The WCB’s expedited hearing process has ensured that almost all disputed claims move from inception to decision on the merits within 90 days. This expedited timeline ensures a quick resolution, but also forces the parties to marshal evidence without delay.

Reducing Exposure for Employers

The best way to reduce exposure from workers’ compensation claims is by working with carrier and counsel from the start. There is no more cost-effective time to defeat a claim than at its inception, so a thorough investigation of a new claim is essential.

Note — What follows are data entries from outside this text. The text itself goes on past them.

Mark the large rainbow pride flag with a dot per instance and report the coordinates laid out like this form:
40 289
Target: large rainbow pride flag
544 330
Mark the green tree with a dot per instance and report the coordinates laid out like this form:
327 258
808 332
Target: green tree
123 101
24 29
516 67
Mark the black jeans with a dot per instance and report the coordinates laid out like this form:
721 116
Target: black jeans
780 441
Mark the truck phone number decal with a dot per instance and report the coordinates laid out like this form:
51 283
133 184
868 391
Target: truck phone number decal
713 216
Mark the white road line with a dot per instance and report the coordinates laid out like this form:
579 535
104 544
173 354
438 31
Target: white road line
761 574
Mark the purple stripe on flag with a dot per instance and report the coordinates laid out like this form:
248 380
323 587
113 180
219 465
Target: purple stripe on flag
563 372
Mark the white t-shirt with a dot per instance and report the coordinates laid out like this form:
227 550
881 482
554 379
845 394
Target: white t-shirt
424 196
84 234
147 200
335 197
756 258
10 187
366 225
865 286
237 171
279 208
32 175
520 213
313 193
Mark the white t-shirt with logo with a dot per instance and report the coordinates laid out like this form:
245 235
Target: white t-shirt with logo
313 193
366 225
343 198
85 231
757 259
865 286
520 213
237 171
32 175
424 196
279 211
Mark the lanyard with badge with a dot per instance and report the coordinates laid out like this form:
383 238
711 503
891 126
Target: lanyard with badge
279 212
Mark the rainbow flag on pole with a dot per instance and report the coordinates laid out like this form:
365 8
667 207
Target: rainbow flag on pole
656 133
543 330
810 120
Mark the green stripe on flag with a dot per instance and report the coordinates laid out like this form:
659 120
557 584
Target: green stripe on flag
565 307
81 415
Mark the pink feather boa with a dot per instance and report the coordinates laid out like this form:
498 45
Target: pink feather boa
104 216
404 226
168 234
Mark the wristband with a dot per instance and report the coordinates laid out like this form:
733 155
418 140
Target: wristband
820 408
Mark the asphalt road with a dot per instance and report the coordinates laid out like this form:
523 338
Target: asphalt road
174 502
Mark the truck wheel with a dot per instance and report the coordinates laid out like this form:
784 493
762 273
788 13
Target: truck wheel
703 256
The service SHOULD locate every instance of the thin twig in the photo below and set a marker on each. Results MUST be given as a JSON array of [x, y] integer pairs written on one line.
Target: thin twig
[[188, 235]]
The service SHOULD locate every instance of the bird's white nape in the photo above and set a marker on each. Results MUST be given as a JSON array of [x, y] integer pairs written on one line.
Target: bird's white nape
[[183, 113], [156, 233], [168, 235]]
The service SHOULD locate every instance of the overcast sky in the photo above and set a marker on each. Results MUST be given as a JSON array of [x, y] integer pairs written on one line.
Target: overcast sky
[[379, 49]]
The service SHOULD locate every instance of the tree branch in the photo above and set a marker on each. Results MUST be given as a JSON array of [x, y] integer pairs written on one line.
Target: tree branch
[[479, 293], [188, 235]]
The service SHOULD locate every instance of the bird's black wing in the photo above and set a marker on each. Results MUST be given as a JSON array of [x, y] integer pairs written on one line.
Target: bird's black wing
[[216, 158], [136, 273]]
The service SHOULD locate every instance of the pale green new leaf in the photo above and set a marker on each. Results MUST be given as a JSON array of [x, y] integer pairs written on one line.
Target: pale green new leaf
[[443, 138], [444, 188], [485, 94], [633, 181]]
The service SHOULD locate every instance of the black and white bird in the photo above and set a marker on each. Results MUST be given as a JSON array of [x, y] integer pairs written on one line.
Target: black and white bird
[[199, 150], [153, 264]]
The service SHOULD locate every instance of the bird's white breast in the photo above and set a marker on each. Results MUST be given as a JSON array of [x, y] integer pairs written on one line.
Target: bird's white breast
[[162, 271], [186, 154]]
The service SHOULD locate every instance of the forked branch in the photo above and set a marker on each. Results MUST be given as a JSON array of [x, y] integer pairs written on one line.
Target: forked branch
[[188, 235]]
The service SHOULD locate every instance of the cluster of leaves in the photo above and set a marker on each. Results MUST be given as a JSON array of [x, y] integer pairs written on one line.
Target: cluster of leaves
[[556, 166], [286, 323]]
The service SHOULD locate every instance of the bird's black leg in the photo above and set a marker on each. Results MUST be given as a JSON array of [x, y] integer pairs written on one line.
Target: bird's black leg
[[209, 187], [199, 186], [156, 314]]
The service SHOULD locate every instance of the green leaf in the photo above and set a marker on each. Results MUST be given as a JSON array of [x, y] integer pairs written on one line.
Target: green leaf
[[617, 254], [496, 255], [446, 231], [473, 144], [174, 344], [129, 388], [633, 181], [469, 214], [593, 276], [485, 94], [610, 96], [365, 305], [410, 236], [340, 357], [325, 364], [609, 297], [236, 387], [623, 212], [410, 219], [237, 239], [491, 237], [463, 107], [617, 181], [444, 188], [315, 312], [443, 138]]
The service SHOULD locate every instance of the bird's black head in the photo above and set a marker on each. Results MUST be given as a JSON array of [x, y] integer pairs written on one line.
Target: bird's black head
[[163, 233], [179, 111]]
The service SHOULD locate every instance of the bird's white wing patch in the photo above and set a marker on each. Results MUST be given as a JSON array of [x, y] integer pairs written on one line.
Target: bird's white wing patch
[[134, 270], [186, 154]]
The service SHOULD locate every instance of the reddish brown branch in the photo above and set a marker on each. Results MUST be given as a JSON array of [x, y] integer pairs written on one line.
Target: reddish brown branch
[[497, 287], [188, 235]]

Questions to Ask During an Investigation

  1. Was it reported timely?
    According to WCL section 18, a claimant has 30 days to report a claim. It should be noted that although many employers have a 24-hour notice policy for workplace accidents, this does not trump the statute. Still, a claim reported abnormally late may be cause for concern, and may give rise to doubts about its legitimacy.
  2. Is there reason to doubt that it happened as claimed?
    Witnesses should be interviewed as soon as possible, with written statements taken, as witness memories will fade with time. Photographs of the site may be helpful, as might a walkthrough.
  3. Does the claimant have any pre-existing injuries?
    When a claimant files a workers’ compensation claim, they need to provide the carrier and employer a medical release. Prior medical records need to be requested right away. Once a claim is indexed by the WCB, it will move rapidly. The old practice was to get a medical release at the first hearing, and investigate medicals at that time, but this is no longer sufficient. Any relevant medical records should be in the hands of the carrier and counsel at the time the claim is controverted.
  4. Is there a question about whether it was in the course and scope of employment?
    Was the claimant on a lunch break? Were they on a personal errand? Were they injured in the parking lot before the workday began or after it ended? These could be defenses, and there is a very broad range of case law on the topic of injuries in the course and scope of employment.
  5. Is there some other issue that might render this claim non-compensable?
    For instance, was the claimant not an employee? Were they on loan from another entity? Is this a claim where a jurisdiction other than New York would be more appropriate?

Timing is Important

Having counsel involved from the start of a case is advisable; the sooner your attorneys are involved, the better they will know the case and be prepared for trial.

The further a workers’ compensation claim goes along, the more the exposure is increased. Medical costs pile up, and every day a claimant stays out makes it more unlikely that they will ever return. A light duty program is an excellent way to keep the claimant at work; repeated studies have shown that employers who are able to offer light duty assignments get better outcomes from their claims. If a claimant cannot, or will not, return to work, pursuing the defense of attachment to the labor market can be very helpful in pushing the claim to a favorable outcome. A claimant has an obligation to look for work within his or her restrictions, and if the employer cannot accommodate their restrictions, the claimant has an obligation to look for work elsewhere. By aggressively pursuing this defense, ongoing indemnity benefits may be suspended, giving the employer and carrier leverage for a potential settlement.

Pursue Settlement at Every Opportunity

It is never too soon to settle a case; cases settled while the claim is still controverted will settle for a fraction of the value of a case that has been established with long-term awards. And while it may be tempting to avoid formalities, a workers’ compensation claim can only be resolved by WCL section 32; a side agreement with the claimant will not be recognized by the Workers’ Compensation Board.

In workers’ compensation, it often seems like the deck is stacked against the employer. While that may be true, there are still plenty of ways to mitigate your exposure; it just requires effort and taking advantage of the defenses available to you to do so.